I wonder how Amanith’s performance compares to glitz.
Looks like a great addition to the technology choices for the web and other desktop display uses, provided they keep it open, accessable and cross-platform.
I don’t mean to discourage the work done by the Amanith folks. But by the looks of this video, it seems that the software rendering in Anti-Grain Geometry works faster. From hardware accelerated rendering, I would have expected something really smooth.
-stippi
It might just be the screen capture software.
What is the license? I know Amanith, which I presume this is based on, is QPL instead of GPL. I don’t want to sign up for this page just to see what the license is.
Edited 2006-07-10 19:53
Don’t know about the license, but this is from their homepage:
AmanithVG™ is a commercial implementation of OpenVG…
I would imagine it’s not OSS.
Oh, I missed that.
I don’t think it is the screen capture software since the mouse cursor refreshes faster. And you can see dirty window content when the window is resized before the content finally scales along.

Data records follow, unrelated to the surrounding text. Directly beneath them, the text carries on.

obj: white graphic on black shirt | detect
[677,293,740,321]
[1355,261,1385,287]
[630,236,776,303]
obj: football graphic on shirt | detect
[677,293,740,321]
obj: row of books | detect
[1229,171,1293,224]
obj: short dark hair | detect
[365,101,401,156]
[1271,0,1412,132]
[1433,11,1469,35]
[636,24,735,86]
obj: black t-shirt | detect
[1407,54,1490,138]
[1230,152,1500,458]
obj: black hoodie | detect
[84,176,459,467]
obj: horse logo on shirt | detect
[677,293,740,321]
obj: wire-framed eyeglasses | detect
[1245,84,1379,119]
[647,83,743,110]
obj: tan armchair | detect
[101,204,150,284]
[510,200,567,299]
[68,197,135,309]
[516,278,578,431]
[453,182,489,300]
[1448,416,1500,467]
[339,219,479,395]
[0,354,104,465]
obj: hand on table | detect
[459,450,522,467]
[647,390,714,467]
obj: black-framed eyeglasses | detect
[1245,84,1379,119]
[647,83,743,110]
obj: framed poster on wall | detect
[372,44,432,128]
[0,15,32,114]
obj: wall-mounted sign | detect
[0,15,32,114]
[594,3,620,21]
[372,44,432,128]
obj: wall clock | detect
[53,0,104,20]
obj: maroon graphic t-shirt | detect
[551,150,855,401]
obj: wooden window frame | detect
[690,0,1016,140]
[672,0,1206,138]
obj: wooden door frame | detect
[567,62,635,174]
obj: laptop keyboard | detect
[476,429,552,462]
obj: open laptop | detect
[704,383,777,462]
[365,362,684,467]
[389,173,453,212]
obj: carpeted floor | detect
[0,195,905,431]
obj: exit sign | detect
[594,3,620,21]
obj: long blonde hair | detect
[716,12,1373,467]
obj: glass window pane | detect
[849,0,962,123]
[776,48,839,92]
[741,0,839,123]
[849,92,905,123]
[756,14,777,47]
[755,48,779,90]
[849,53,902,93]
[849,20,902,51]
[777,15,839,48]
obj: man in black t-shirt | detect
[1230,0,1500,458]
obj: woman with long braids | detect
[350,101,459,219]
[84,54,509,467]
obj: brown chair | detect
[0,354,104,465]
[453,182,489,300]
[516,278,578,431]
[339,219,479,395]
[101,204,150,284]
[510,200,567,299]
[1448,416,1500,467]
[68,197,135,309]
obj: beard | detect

Yeah, I noticed that, too.
It’s only a matter of capture program. As you can see (maybe not so clear) in the windows title are displyed FPS, that are a lot higher than software counterpart.
We have examples linked to other sw commercial implementations and, as written in the site, the speed factor is 10+, of course in advantage for AmanithVG
On my pIV 2.8 – GeForceFX 5900 :
Tiger example at 800×600 (8x FSAA) => 160 FPS
Tiger example at 1280×1024 (8x FSAA) => 85 FPS
Clock example at 512×512 (8x FSAA) => 80 FPS
Clock example at 1280×1024 (8x FSAA) => 10 FPS
Flowers example at 512×512 (4x FSAA) => 210 FPS
Flowers example at 1280×1024 (4x FSAA) => 135 FPS
Same examples on the same hardware linked with an OpenVG software implementation run at 10% of this speed.
That clock demo wasn’t exactly mind-blowing; I was really disappointed to see the lag and the lack of “live” window updating.